Following the official tutorial, I am trying to convert a torch modle to a torch script. I am worried about how to ensure the correctness of the torch script. When convert a pytorch model to torch script via tracing(resnet18 as an example), official code shows to use a example input torch.rand(1,3,224,224) to get a traced_script_module. And then, feed the module a torch.ones(1,3,224,224) to get a output tensor. But I get different outputs when feed same torch.ones(1,3,224,224). Just because the example torch.rand(1,3,224,224)s are different. How to ensure that the results are correct, when feed real images.
thanks.

ptrblck · August 18, 2021, 7:14pm

I cannot reproduce the issue using resnet18 as seen here:

model = models.resnet18()
x = torch.randn(1, 3, 224, 224)
model_traced = torch.jit.trace(model, x)

out = model(torch.ones(1, 3, 224, 224))
out_traced = model(torch.ones(1, 3, 224, 224))
print((out - out_traced).abs().max())
> tensor(0., grad_fn=<MaxBackward1>)

In case you are using a different model, make sure the traced model uses the same “code path” as the eager model (e.g. in case data-dependent control flow is used inside the model or dropout etc.).

EDIT: the tracer should also raise a warning e.g. if dropout was used in training mode:

TracerWarning: Trace had nondeterministic nodes. Did you forget call .eval() on your model?

marc_q · August 19, 2021, 3:07am

Thanks for your attention.
I can reproduce this issue by run code twice.

model = torchvision.models.resnet18()
# An example input you would normally provide to your model's forward() method.
example = torch.rand(1, 3, 224, 224)
# Use torch.jit.trace to generate a torch.jit.ScriptModule via tracing.
traced_script_module = torch.jit.trace(model, example)

output = traced_script_module.forward(torch.ones(1,3,224,224))
traced_script_module.save("traced_resnet_model.pt")
#eg: first get: tensor([-0.0645,  0.1313, -0.3563, -0.0869,  0.3209], grad_fn=<SliceBackward>)
#   second get: tensor([-0.1508, -0.2974,  0.0963, -0.1596, -0.7377], grad_fn=<SliceBackward>)
print(output[0, :5])

Basing code above，i run it first get tensor [-0.0645, 0.1313, -0.3563, -0.0869, 0.3209], and i try to run it again, i will get tensor[-0.1508, -0.2974, 0.0963, -0.1596, -0.7377]. The only difference between two procedures are var example. it seems to generate diffenent traced script. Besides, i compared to binary traced_resnet_model.pts, they are absolutly different,as shown below.

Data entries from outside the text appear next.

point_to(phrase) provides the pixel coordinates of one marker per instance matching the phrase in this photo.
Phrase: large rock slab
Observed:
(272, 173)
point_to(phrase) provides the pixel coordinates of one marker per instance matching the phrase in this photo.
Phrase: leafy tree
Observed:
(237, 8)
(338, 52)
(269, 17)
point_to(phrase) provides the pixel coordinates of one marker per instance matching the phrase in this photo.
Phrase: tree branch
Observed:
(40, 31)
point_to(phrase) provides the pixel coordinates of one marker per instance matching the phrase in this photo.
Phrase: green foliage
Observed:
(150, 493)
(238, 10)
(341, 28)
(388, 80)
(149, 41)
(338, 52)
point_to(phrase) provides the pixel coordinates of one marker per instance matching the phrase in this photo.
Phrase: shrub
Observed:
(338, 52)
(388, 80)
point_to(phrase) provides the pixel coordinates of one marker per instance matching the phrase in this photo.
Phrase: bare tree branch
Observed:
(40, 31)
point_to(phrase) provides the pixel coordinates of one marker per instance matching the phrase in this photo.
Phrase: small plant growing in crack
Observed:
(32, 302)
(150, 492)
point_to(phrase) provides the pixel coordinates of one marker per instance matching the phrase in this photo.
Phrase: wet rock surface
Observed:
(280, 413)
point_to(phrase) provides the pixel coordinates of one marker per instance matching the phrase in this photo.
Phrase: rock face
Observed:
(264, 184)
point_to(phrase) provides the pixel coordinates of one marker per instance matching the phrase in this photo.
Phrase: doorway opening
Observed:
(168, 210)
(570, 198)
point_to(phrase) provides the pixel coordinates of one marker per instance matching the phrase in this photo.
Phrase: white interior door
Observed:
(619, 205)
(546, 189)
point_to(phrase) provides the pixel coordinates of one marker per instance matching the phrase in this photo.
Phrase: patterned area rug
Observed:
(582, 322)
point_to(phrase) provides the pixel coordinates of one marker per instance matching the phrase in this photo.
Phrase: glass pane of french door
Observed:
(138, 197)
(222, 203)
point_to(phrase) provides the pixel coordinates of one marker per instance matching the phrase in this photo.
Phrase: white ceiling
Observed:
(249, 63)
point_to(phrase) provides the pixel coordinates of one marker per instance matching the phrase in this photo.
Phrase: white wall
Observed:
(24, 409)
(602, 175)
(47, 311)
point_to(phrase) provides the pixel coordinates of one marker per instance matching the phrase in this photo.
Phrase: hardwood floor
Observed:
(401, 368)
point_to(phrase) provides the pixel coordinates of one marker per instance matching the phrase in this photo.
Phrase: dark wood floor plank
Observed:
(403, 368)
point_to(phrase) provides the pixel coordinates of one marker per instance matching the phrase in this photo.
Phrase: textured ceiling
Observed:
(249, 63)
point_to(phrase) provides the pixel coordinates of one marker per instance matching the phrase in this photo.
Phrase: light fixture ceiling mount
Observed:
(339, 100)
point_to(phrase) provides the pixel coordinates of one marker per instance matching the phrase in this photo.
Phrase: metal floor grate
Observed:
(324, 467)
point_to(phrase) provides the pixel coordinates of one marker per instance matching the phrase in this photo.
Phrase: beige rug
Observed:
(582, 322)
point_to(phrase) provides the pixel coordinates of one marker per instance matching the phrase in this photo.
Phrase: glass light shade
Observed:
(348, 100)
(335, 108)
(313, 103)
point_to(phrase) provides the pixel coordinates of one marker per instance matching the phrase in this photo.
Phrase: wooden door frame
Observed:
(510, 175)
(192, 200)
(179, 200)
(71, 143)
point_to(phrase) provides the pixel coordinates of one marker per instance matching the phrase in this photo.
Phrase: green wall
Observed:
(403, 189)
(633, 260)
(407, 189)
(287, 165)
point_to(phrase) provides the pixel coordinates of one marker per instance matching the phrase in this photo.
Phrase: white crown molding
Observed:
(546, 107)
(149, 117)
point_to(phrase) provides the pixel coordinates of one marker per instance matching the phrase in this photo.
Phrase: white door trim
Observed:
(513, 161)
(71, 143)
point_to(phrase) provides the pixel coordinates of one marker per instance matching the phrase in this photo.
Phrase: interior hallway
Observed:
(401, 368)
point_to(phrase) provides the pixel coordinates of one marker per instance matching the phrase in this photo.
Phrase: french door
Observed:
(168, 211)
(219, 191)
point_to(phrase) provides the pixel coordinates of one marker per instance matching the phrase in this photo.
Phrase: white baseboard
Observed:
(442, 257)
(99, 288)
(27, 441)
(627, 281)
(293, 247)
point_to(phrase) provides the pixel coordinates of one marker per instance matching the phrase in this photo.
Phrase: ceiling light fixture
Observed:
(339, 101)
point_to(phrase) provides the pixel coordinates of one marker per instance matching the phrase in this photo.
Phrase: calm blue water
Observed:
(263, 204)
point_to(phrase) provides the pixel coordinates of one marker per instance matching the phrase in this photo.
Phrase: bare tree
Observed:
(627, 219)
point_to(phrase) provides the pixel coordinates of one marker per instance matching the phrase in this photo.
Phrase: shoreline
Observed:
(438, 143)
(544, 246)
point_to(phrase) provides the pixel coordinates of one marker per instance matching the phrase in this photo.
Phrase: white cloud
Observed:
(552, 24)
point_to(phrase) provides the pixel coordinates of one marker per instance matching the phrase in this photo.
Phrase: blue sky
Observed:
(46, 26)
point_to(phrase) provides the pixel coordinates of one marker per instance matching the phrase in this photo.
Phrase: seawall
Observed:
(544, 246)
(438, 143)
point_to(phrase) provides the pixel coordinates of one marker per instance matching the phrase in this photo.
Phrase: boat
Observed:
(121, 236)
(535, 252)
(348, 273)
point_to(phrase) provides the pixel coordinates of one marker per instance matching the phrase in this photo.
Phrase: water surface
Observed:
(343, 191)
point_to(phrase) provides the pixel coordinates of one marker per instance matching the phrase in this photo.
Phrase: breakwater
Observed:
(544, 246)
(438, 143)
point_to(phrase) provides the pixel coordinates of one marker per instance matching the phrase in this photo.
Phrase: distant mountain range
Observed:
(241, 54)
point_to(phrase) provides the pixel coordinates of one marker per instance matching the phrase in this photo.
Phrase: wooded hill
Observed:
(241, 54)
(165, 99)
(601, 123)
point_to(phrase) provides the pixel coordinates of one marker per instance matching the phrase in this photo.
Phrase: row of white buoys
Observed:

>> cmp traced_resnet_model_1.pt traced_resnet_model_2.pt 
>> raced_resnet_model_1.pt traced_resnet_model_2.pt differ: char 51, line 1

ptrblck · August 19, 2021, 4:00am

I don’t quite understand your posted code and the explanations, since the code doesn’t compare anything or do you mean you are getting different results by rerunning the entire script twice?
In the latter case, this would be expected, as you are randomly initializing the resnet18. If you want to load the pretrained model, use pretrained=True, or load a custom state_dict otherwise.

marc_q · August 19, 2021, 4:11am

Wow, that’s it.
I understand it. When I use the pre-trained model, the trace script becomes unique. and generate same result no matter how many times i run it. thank you for your patience！